Malawians will return to the polls in early July for a presidential election rerun ordered by the country’s top court, which annulled last year’s vote results because of irregularities.
“Following the Constitutional Court ruling on February 3 that nullified the presidential elections and ordered that there should be fresh elections, the commission … therefore announces that the elections will be held on 2nd July,” Electoral Commission Chief Jane Ansah told a news conference.
In a landmark ruling last month, the Constitutional Court overturned the outcome of the May 2019 election, which handed President Peter Mutharika a second term in office.
The court said the poll results were fraught with widespread irregularities – in particular, the “massive” use of correction fluid on tally sheets.
It ordered the holding of fresh polls within 150 days, but Mutharika is appealing the court’s ruling. The appeal will be heard in the Supreme Court starting April 15.
A previous attempt by the president to suspend the court ruling was rejected by the top judicial body in February.
The case was the first time a presidential election has been challenged on legal grounds in Malawi since independence from the United Kingdom in 1964, and only the second vote result to be cancelled in Africa after the 2017 Kenya presidential vote.
Meanwhile, despite the threat of coronavirus and an opposition boycott, a constitutional referendum was held in Guinea on Sunday that opponents of President Alpha Conde fear could allow him to govern for 12 more years.
Opposition supporters heeding a call to disrupt the referendum and simultaneous legislative election attacked several polling stations in the capital Conakry, delaying the start of voting in some districts.
At least two people were killed in the unrest and the staff of one polling station were kidnapped, the security ministry said in a televised statement. It also reported a failed attempt to blow up a vehicle.
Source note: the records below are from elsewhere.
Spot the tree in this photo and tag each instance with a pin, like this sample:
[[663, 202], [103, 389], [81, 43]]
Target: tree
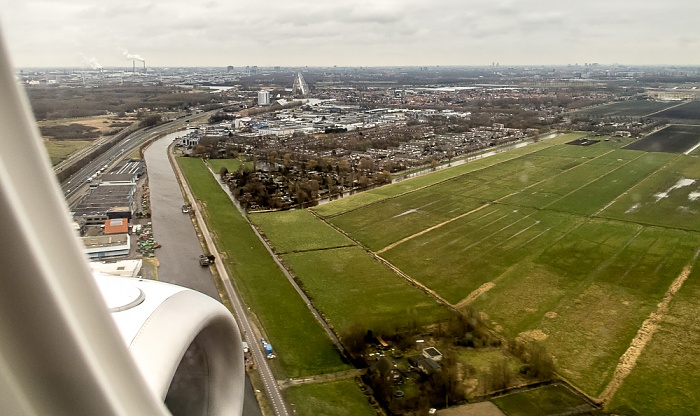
[[150, 121], [498, 376]]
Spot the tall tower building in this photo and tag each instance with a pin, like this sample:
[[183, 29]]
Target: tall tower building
[[263, 97], [300, 87]]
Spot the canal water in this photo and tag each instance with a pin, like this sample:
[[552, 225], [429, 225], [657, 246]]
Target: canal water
[[179, 255]]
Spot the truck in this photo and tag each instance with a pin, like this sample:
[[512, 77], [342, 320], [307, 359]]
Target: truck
[[268, 348], [205, 260]]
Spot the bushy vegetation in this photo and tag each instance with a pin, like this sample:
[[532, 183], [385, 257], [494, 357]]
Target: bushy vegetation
[[301, 345], [55, 103]]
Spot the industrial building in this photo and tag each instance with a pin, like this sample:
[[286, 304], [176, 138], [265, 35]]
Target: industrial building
[[263, 97], [105, 246]]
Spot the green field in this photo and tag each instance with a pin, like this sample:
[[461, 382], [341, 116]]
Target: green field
[[302, 347], [630, 108], [363, 199], [670, 361], [548, 400], [59, 150], [231, 164], [329, 399], [571, 245], [352, 288], [670, 197], [298, 230]]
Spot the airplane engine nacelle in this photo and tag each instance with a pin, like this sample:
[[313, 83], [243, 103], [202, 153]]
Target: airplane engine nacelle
[[186, 344]]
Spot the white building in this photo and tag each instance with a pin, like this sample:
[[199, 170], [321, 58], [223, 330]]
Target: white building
[[263, 97], [120, 268], [103, 246]]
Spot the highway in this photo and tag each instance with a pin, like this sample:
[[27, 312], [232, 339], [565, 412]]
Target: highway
[[75, 186]]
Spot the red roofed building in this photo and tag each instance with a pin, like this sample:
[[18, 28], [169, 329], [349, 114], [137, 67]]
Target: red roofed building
[[117, 226]]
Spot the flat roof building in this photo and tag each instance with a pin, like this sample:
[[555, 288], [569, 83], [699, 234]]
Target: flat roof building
[[104, 246]]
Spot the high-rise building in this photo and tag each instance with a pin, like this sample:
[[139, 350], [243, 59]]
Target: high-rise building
[[263, 97]]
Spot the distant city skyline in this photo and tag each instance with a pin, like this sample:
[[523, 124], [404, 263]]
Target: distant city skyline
[[83, 33]]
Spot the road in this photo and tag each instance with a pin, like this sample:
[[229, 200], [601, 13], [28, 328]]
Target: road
[[181, 246], [271, 387], [74, 186]]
The opposition boycott all but ensures the new basic law will be approved when results are announced in the coming days, despite the risk it could trigger wider unrest that would, along with the coronavirus, threaten Guinea’s mining economy.
With the first two cases of the COVID-19 disease recorded in the country, some polling stations required voters to wash their hands before casting their ballot and radio stations reminded citizens to keep their distance from one another.
“Even if people are aware (of the coronavirus risk), that won’t stop those who want to come out and vote. I’m trying not to stand too close to others because you never know,” said 26-year-old student Ndeye Toure after voting.
At some polling stations, a large turn-out meant crowds were squeezed in line to vote, according to a Reuters witness. Few people wore masks.
Conde, 81, has refused to rule out using a new constitution as a reset button on his mandate, which expires in December, citing other African countries as examples of where leaders have extended their rule.
The referendum, originally scheduled for March 1, was postponed because international observers raised concerns about the electoral register.
The confirmation of coronavirus cases in the country raised speculation last week that the polls could be further delayed, but the authorities have stuck to the schedule despite banning other large gatherings to prevent the spread of the disease.-Reuters/Al Jazeera.